I'm genuinely confused by your posts.

Your words say you came to photography to capture an image, but your actions say otherwise.

Do you seriously mean you have 70 Canon lenses and 20 Canon DSLRs, or is that the total of what you acquired over the years and then sold or traded-in as new models came out? If you truly have that many sitting around, then I'd say you might want to look at your priorities and honestly ask yourself if you are a collector or a photographer. Nothing wrong with collecting gear, but just suggesting that maybe it's time for some honest reflection.

I don't pamper my gear. I don't intentionally abuse it, but it gets more than a fair share of abuse just through usage.

Honestly, it sounds like your wife has the right idea. Use the gear to get the pictures.
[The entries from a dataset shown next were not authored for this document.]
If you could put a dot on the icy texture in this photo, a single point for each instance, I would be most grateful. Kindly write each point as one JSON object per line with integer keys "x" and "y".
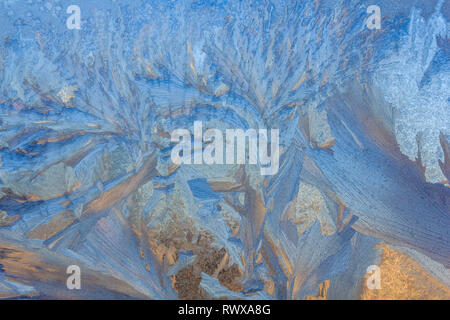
{"x": 86, "y": 176}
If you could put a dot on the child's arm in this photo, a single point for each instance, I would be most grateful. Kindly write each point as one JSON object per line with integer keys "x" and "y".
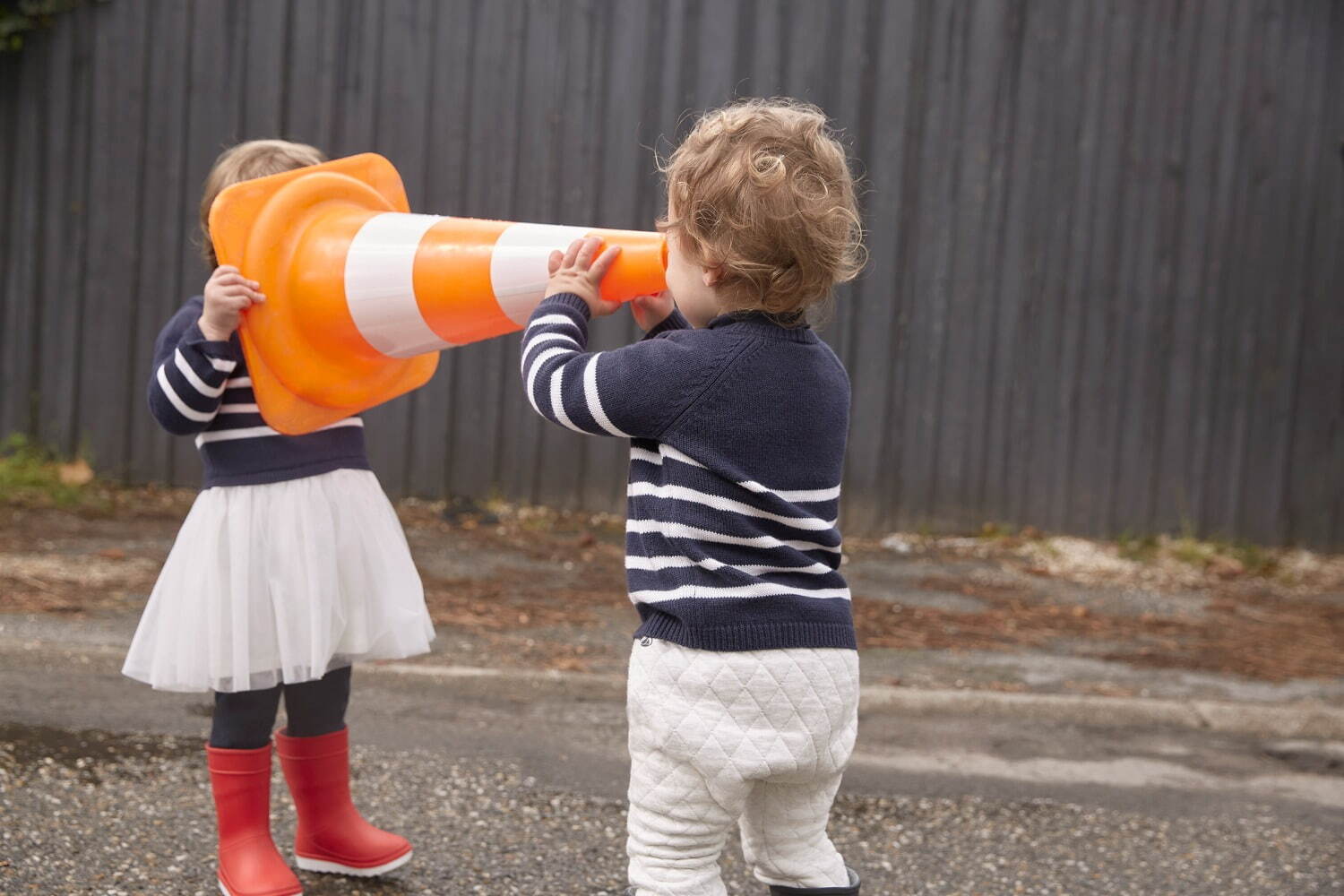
{"x": 632, "y": 392}
{"x": 194, "y": 355}
{"x": 658, "y": 314}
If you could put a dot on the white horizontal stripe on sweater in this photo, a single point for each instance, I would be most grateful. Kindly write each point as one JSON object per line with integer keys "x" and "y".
{"x": 798, "y": 495}
{"x": 185, "y": 410}
{"x": 594, "y": 401}
{"x": 653, "y": 564}
{"x": 546, "y": 338}
{"x": 682, "y": 530}
{"x": 682, "y": 493}
{"x": 263, "y": 432}
{"x": 558, "y": 400}
{"x": 758, "y": 590}
{"x": 196, "y": 383}
{"x": 537, "y": 366}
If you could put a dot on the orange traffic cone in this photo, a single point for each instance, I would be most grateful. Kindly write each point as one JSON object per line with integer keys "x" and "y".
{"x": 360, "y": 295}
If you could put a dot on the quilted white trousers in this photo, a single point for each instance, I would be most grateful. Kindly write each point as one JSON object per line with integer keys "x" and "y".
{"x": 757, "y": 739}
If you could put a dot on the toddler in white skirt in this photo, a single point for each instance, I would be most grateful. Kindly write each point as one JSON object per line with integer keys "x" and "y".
{"x": 289, "y": 567}
{"x": 744, "y": 683}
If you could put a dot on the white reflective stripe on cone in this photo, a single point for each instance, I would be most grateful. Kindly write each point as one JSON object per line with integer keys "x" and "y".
{"x": 518, "y": 265}
{"x": 381, "y": 285}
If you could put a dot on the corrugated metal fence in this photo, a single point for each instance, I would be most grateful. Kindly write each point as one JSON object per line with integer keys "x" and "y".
{"x": 1107, "y": 277}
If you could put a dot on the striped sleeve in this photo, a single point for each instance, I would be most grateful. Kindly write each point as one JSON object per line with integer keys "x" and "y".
{"x": 188, "y": 376}
{"x": 629, "y": 392}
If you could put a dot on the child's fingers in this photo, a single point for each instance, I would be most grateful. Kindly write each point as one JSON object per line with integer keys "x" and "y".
{"x": 230, "y": 280}
{"x": 572, "y": 253}
{"x": 604, "y": 263}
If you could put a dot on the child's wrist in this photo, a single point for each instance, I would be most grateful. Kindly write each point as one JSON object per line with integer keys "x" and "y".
{"x": 212, "y": 332}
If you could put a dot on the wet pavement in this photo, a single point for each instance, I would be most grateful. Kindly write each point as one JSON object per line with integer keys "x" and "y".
{"x": 104, "y": 814}
{"x": 513, "y": 788}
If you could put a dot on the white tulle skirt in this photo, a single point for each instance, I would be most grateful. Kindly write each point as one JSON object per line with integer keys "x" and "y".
{"x": 281, "y": 583}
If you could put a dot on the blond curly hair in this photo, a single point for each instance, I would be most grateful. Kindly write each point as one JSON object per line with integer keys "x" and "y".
{"x": 247, "y": 160}
{"x": 761, "y": 190}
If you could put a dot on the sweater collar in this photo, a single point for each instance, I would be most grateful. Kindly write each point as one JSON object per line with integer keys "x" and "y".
{"x": 761, "y": 324}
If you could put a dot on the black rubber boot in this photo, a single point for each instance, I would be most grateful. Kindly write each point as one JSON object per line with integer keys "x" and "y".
{"x": 851, "y": 890}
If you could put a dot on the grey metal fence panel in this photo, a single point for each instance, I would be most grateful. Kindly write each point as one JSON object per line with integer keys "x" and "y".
{"x": 1105, "y": 290}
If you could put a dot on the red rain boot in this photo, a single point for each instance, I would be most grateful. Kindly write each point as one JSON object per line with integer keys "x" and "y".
{"x": 332, "y": 836}
{"x": 249, "y": 864}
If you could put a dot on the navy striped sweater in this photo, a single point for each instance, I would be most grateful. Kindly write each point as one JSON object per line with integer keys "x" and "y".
{"x": 201, "y": 387}
{"x": 737, "y": 444}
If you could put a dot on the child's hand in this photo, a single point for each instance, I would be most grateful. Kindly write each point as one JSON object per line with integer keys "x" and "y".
{"x": 228, "y": 296}
{"x": 575, "y": 271}
{"x": 650, "y": 311}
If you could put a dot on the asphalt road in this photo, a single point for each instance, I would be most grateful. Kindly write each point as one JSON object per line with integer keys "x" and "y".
{"x": 513, "y": 788}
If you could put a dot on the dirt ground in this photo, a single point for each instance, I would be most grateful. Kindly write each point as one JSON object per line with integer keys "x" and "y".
{"x": 546, "y": 589}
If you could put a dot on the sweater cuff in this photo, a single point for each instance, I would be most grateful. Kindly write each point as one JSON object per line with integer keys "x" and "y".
{"x": 220, "y": 349}
{"x": 672, "y": 322}
{"x": 567, "y": 300}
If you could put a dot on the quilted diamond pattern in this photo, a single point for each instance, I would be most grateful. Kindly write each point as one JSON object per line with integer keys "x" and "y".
{"x": 758, "y": 739}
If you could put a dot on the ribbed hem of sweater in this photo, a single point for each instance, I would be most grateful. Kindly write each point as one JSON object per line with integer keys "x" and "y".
{"x": 754, "y": 635}
{"x": 284, "y": 474}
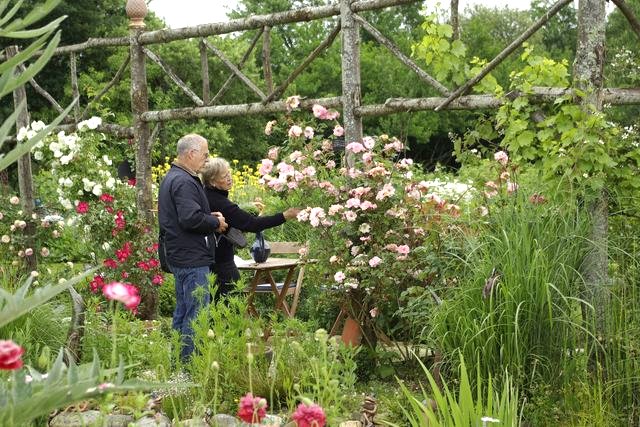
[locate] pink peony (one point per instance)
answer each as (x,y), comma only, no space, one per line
(10,355)
(319,111)
(375,261)
(309,416)
(269,127)
(266,167)
(308,132)
(252,409)
(123,292)
(501,157)
(295,131)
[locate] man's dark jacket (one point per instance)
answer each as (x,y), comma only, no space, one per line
(186,223)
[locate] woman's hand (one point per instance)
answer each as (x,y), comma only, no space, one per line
(291,213)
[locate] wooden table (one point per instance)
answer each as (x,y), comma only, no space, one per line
(262,274)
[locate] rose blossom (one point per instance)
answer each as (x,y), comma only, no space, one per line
(252,409)
(309,416)
(123,292)
(10,354)
(319,111)
(269,127)
(308,132)
(375,261)
(295,131)
(501,157)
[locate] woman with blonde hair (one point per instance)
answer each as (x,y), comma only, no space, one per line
(218,180)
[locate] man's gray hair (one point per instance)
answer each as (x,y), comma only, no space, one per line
(189,142)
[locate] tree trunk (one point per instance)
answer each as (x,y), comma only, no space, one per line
(588,76)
If I were her, I'd be upset if my spouse were sitting on 70 lenses and 20 cameras and I was stuck with an SL1 and three lenses, especially since two are cheap kit lenses. Maybe you need to be more generous with that gear. Which do you love more, the gear or her?

Unless your gear is no longer usable for shooting, I wouldn't call it obsolete. If those 70 Canon lenses are EF or EF-S mount they can all be used on the R system with a simple adapter. They are never going to become obsolete, although they will be replaced by newer RF models that may have features or characteristics that represent improvements.

As for the cameras, no digital camera is a long-term investment. They are electronic devices and like all electronic devices they get replaced by newer models. The question is, do the newer models offer anything you want? If not, then keep using what you have and don't worry about it. If the newer models offer something you want, then sell the old stuff and get the new. No sense crying over spilt milk. Cameras are investments only in the sense that they are investment in either your personal satisfaction or your business. In either case, once they quit serving their purpose, just cut your losses and move on.

Honestly, it sounds to me like you've got a case of Fear of Missing Out. You seem afraid that your old gear is going to be worthless and you think you might be missing out on something by not going mirrorless. But, you can't seem to articulate or justify why you should switch. So, the decision is up to you. Will you be happier shooting with the equipment you already have, or with new equipment?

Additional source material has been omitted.